Bank of Japan (BOJ) policymakers engaged in heated debate during their policy review in March on the pros and cons of their decision in January to adopt negative interest rates, with one even saying it was preferable to roll it back.
A summary of the March 14-15 meeting of the nine-member board that was released on Thursday showed some warned of weak inflation expectations and persistent overseas headwinds even after the surprise January action.
The dissenters were not named, but their reservations highlighted the problems the central bank faces trying to boost growth and reflate the economy with dwindling policy ammunition.

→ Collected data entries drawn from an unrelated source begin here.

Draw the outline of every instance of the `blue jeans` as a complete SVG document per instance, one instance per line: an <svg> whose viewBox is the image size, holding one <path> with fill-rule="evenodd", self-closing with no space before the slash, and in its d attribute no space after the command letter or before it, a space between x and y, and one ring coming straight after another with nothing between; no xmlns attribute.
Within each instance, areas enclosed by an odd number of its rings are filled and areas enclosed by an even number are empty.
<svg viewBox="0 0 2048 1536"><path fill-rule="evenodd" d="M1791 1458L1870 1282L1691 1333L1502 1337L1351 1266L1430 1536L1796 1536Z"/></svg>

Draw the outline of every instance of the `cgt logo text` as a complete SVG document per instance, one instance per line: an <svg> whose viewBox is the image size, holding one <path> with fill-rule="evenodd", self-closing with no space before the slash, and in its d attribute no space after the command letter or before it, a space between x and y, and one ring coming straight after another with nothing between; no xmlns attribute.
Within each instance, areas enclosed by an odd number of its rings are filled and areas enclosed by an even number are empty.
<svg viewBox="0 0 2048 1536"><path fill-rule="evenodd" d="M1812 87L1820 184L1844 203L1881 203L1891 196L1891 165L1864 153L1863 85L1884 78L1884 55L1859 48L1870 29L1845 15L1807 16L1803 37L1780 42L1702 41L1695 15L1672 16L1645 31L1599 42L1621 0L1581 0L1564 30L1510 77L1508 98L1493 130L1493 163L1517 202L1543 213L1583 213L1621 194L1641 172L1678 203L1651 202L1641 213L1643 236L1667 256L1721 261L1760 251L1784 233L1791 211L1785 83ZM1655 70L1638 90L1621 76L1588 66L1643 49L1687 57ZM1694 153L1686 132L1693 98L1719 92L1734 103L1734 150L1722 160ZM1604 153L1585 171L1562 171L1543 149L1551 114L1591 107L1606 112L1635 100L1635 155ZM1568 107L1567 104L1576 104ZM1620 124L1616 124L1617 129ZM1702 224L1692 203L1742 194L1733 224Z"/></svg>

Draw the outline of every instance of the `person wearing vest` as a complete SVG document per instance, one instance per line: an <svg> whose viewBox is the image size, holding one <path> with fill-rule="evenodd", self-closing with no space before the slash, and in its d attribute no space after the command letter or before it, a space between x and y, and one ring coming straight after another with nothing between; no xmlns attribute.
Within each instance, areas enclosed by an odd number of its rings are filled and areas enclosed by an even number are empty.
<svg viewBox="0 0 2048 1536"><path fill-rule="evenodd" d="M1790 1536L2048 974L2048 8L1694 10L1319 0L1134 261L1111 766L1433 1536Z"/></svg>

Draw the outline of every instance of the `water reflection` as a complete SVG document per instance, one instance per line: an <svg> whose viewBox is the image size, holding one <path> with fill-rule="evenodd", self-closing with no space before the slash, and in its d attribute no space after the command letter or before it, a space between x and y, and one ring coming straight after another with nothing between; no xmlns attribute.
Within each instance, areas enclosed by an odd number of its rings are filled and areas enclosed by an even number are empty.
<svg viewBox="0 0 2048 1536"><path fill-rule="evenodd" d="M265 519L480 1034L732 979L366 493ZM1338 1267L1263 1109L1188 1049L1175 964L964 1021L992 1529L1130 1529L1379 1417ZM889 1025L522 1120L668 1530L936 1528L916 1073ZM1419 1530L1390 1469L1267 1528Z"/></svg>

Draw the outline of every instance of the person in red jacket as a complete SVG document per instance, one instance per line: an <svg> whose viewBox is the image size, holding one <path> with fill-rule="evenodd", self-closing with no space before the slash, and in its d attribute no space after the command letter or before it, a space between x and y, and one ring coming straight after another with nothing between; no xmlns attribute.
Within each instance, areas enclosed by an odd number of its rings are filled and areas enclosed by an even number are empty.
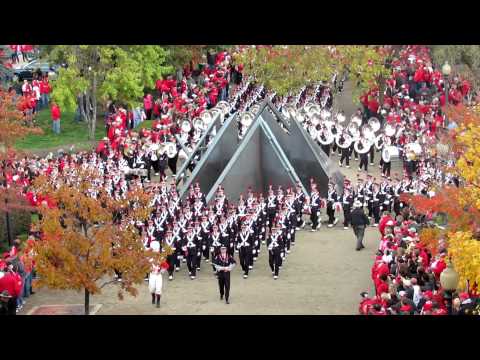
<svg viewBox="0 0 480 360"><path fill-rule="evenodd" d="M60 134L60 107L57 105L57 103L52 102L52 125L53 125L53 132L55 134Z"/></svg>
<svg viewBox="0 0 480 360"><path fill-rule="evenodd" d="M1 301L7 303L7 315L15 315L17 298L22 291L22 278L13 271L13 265L0 261L0 294Z"/></svg>

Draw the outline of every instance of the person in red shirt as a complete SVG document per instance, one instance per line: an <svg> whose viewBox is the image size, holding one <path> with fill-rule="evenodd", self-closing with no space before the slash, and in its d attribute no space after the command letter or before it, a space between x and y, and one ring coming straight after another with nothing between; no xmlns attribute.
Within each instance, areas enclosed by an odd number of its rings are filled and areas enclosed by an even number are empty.
<svg viewBox="0 0 480 360"><path fill-rule="evenodd" d="M50 84L48 83L48 79L44 78L40 83L40 99L42 107L48 106L49 101L49 94L52 89L50 88Z"/></svg>
<svg viewBox="0 0 480 360"><path fill-rule="evenodd" d="M55 102L52 102L51 114L52 114L53 132L58 135L60 134L61 113L60 113L60 107Z"/></svg>
<svg viewBox="0 0 480 360"><path fill-rule="evenodd" d="M22 278L13 271L13 265L0 260L1 301L7 302L7 315L15 315L17 298L22 291Z"/></svg>
<svg viewBox="0 0 480 360"><path fill-rule="evenodd" d="M145 109L147 120L152 120L153 96L151 94L147 94L143 98L143 108Z"/></svg>

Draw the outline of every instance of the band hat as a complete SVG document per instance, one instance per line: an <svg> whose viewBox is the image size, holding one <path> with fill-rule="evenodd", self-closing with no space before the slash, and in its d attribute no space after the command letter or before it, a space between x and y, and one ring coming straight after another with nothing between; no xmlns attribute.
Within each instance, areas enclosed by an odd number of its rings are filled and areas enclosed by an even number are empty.
<svg viewBox="0 0 480 360"><path fill-rule="evenodd" d="M358 200L355 200L355 202L353 203L353 207L360 208L362 207L362 203Z"/></svg>

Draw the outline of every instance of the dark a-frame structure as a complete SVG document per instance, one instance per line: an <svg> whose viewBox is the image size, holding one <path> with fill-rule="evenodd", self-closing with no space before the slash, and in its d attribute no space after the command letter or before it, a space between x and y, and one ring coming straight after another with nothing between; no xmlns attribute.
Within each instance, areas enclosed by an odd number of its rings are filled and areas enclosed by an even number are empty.
<svg viewBox="0 0 480 360"><path fill-rule="evenodd" d="M180 196L184 198L197 182L207 193L207 202L214 198L219 185L234 201L247 187L265 193L269 185L289 187L300 183L307 194L311 179L319 185L322 196L326 196L329 180L340 188L343 184L343 175L301 124L287 122L267 100L240 142L237 117L226 121L185 181Z"/></svg>

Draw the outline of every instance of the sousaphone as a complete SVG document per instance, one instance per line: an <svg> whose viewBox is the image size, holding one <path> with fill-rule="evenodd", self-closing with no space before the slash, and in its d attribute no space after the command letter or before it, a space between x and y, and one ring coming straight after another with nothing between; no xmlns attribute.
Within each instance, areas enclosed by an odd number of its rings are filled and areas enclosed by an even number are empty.
<svg viewBox="0 0 480 360"><path fill-rule="evenodd" d="M370 125L374 133L380 130L380 127L381 127L380 120L378 120L376 117L371 117L368 120L368 125Z"/></svg>
<svg viewBox="0 0 480 360"><path fill-rule="evenodd" d="M189 133L192 130L192 124L190 124L190 121L184 120L181 129L183 133Z"/></svg>
<svg viewBox="0 0 480 360"><path fill-rule="evenodd" d="M322 145L330 145L334 140L335 137L327 128L323 128L317 133L317 141Z"/></svg>
<svg viewBox="0 0 480 360"><path fill-rule="evenodd" d="M177 145L173 142L167 142L165 143L165 151L167 153L167 156L170 159L173 159L177 155Z"/></svg>
<svg viewBox="0 0 480 360"><path fill-rule="evenodd" d="M353 148L357 152L357 154L366 154L370 151L370 148L372 147L372 144L370 141L368 141L365 138L360 138L357 141L355 141L355 144L353 145Z"/></svg>
<svg viewBox="0 0 480 360"><path fill-rule="evenodd" d="M248 129L250 125L253 123L253 115L250 112L245 112L240 116L240 124L242 125L243 129Z"/></svg>
<svg viewBox="0 0 480 360"><path fill-rule="evenodd" d="M352 145L353 139L352 137L346 132L341 132L335 138L335 143L341 149L347 149Z"/></svg>
<svg viewBox="0 0 480 360"><path fill-rule="evenodd" d="M353 114L352 117L350 118L350 124L351 123L357 124L357 126L360 128L360 126L362 126L362 118L360 116Z"/></svg>
<svg viewBox="0 0 480 360"><path fill-rule="evenodd" d="M387 135L388 137L392 137L395 135L395 133L397 132L397 129L394 125L388 123L387 125L385 125L385 128L383 129L383 132L385 133L385 135Z"/></svg>
<svg viewBox="0 0 480 360"><path fill-rule="evenodd" d="M393 157L398 158L398 154L399 152L396 146L384 146L382 150L382 160L388 163Z"/></svg>
<svg viewBox="0 0 480 360"><path fill-rule="evenodd" d="M350 122L347 126L347 131L354 141L360 138L360 129L356 122Z"/></svg>

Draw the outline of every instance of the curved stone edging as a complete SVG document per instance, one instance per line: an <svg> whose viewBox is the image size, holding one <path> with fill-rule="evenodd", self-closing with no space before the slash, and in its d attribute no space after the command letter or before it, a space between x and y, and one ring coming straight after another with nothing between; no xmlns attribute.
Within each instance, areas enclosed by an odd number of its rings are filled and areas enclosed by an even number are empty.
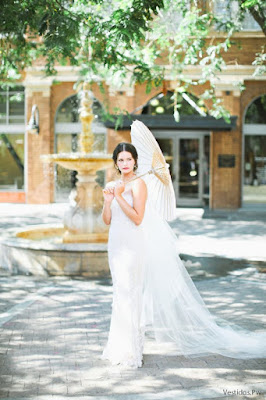
<svg viewBox="0 0 266 400"><path fill-rule="evenodd" d="M34 225L27 230L63 229L63 225ZM38 276L110 276L106 243L52 243L15 237L26 228L0 240L0 266L11 274Z"/></svg>

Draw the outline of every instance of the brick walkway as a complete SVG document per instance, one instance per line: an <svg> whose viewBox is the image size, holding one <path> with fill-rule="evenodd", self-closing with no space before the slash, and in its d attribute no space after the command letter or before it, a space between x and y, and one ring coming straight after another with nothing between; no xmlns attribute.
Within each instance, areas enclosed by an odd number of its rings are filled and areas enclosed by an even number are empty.
<svg viewBox="0 0 266 400"><path fill-rule="evenodd" d="M142 368L100 360L110 321L110 280L16 276L2 277L0 284L1 399L264 398L258 394L266 393L262 359L213 355L191 361L166 356L147 339ZM226 277L196 285L211 312L263 329L263 282ZM225 394L237 390L244 395Z"/></svg>
<svg viewBox="0 0 266 400"><path fill-rule="evenodd" d="M0 236L27 224L59 222L65 206L2 205ZM178 209L180 252L212 313L265 329L265 221L202 220ZM0 266L1 267L1 266ZM165 355L146 339L144 365L99 359L111 315L110 279L0 276L0 399L262 400L265 360ZM0 269L1 274L1 269ZM6 276L5 276L6 274Z"/></svg>

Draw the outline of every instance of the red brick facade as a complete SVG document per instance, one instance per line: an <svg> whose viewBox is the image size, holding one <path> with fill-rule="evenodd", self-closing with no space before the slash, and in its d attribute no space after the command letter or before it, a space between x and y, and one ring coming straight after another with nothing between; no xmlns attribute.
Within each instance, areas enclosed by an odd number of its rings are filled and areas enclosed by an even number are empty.
<svg viewBox="0 0 266 400"><path fill-rule="evenodd" d="M210 145L210 202L209 205L213 209L236 209L241 207L241 187L242 187L242 157L243 157L243 118L247 106L256 97L266 93L266 81L259 77L253 78L250 70L248 73L241 75L240 68L251 68L250 65L254 60L254 54L259 50L264 38L258 34L258 37L236 38L241 41L242 50L239 51L237 46L233 46L230 52L225 55L229 65L237 65L231 67L230 79L226 73L221 76L218 82L217 94L221 96L225 107L231 115L237 116L237 127L233 131L211 132ZM240 72L239 72L240 71ZM249 78L247 79L247 75ZM243 82L246 89L240 93L234 86L239 78ZM54 175L53 170L44 168L40 161L42 154L54 152L54 126L58 107L66 98L74 95L76 91L73 86L75 79L72 81L64 80L58 74L59 83L46 84L45 88L40 88L42 83L38 78L38 84L34 86L34 82L30 82L29 76L25 75L26 86L26 109L27 121L29 121L31 108L36 104L39 109L39 126L38 135L27 133L27 151L25 153L25 164L27 174L26 194L19 195L2 193L0 201L26 201L28 203L50 203L54 201ZM60 82L61 79L61 82ZM34 81L34 77L33 77ZM28 90L27 82L30 82ZM162 90L172 90L175 82L166 81L163 88L152 89L150 93L146 93L144 85L136 85L135 88L125 87L123 89L113 90L105 86L105 93L101 93L97 85L92 86L94 96L103 104L109 105L109 111L113 112L116 107L126 110L129 113L141 113L141 106L145 105L151 98L156 96ZM43 87L45 84L43 84ZM220 89L219 89L220 88ZM202 87L193 86L193 93L198 95L203 90ZM111 153L120 141L130 141L130 132L114 131L108 129L107 135L107 151ZM220 168L218 166L219 155L234 155L235 166L233 168ZM111 172L109 172L111 175Z"/></svg>

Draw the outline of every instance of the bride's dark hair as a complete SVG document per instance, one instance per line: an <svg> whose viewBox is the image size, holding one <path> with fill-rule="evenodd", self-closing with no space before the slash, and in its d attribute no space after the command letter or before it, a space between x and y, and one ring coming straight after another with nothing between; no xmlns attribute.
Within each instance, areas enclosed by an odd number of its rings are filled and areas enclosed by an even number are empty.
<svg viewBox="0 0 266 400"><path fill-rule="evenodd" d="M133 146L133 144L127 143L127 142L119 143L116 146L116 148L114 149L113 160L115 163L115 167L117 168L117 166L116 166L117 157L118 157L118 154L121 153L121 151L128 151L132 155L132 157L135 160L134 170L136 170L138 168L138 153L137 153L136 147ZM121 171L118 168L117 168L117 170L121 174Z"/></svg>

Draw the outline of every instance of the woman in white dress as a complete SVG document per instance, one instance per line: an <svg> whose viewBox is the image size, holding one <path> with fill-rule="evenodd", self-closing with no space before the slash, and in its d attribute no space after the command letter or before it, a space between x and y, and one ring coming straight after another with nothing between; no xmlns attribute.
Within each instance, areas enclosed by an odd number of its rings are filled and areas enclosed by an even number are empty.
<svg viewBox="0 0 266 400"><path fill-rule="evenodd" d="M145 239L142 220L147 199L146 184L134 178L137 152L133 145L120 143L113 154L121 179L106 188L103 221L110 226L109 266L113 281L110 332L103 358L113 364L142 365L144 332L140 326Z"/></svg>
<svg viewBox="0 0 266 400"><path fill-rule="evenodd" d="M136 175L135 147L120 143L113 159L121 179L103 190L113 304L101 358L141 367L145 332L172 355L265 357L265 332L247 331L209 312L179 258L176 236L154 208L149 180L127 183Z"/></svg>

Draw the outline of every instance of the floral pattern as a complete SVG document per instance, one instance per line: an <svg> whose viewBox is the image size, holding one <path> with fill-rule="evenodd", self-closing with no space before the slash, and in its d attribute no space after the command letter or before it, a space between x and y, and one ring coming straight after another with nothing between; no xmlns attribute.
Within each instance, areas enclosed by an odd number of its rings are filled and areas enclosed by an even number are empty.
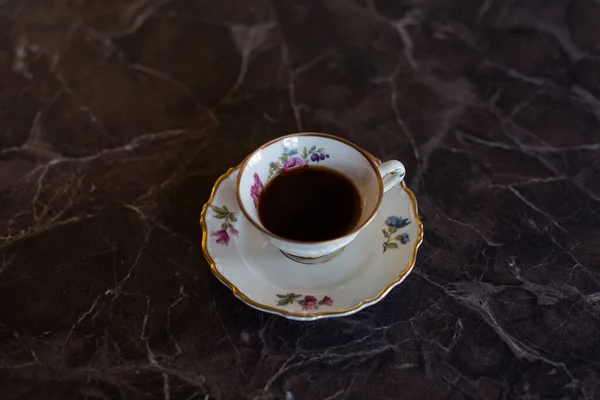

“It’s preferable to roll back the negative rate policy. But abandoning it immediately after introducing it would cause market confusion and risk eroding trust in the BOJ. With the effects still not clear, we should maintain the policy,” said one of the four members who disagreed with January’s decision.
Another board member said a roll back was “out of the question” as markets were already moving on the assumption that negative rates would remain in place.
The BOJ unexpectedly cut a benchmark interest rate to minus 0.1 percent in January as it stepped up its faltering efforts to revive growth, pull Japan out of years of deflation and achieve a goal of 2 percent inflation.
But the radical policy prescription has failed arrest an unwelcome rise in the yen, drawing criticism from lawmakers for confusing, rather than calming, markets.
At the March meeting, advocates of negative rates said the policy was exerting its intended effects with mortgage loan rates already on the decline, the summary said.
Dissenters, however, argued the policy may have aggravated the public’s deflationary mindset by causing anxiety over the outlook for Japan’s economy.
Others said the policy gave markets the impression the BOJ had no other choice but to revert to a negative rate policy because its asset-buying programme was reaching its limits.
“All the demerits of the policy I raised as risks are materialising,” one board member said.
Concerns were expressed over the gloomy outlook, with one member warning that risks to the economy remained tilted to the downside, the summary noted.
Several members complained that wage growth remained slow and the BOJ’s own index stripping away the effect of fresh food and energy costs may slip below 1 percent.
The index, which the BOJ scrutinises in gauging the broad price trend, showed annual consumer inflation slowed to 1.1 percent in January from 1.3 percent in December as the yen’s rebound pushed down prices of imported goods.
In March, the BOJ kept monetary settings unchanged but downgraded its economic assessment, signalling its readiness to deploy additional stimulus if risks derail a fragile
recovery.
The BOJ is the central bank of Japan. The Bank is often called Nichigin for short. It has its headquarters in Chūō, Tokyo. Like most modern Japanese institutions, the BOJ was founded after the Meiji Restoration. Prior to the Restoration, Japan’s feudal fiefs all issued their own money, hansatsu, in an array of incompatible denominations, but the New Currency Act of Meiji 4 (1871) did away with these and established the yen as the new decimal currency, which had parity with the Mexican silver dollar. The former han (fiefs) became prefectures and their mints became private chartered banks which, however, initially retained the right to print money. For a time both the central government and these so-called ‘national’ banks issued money.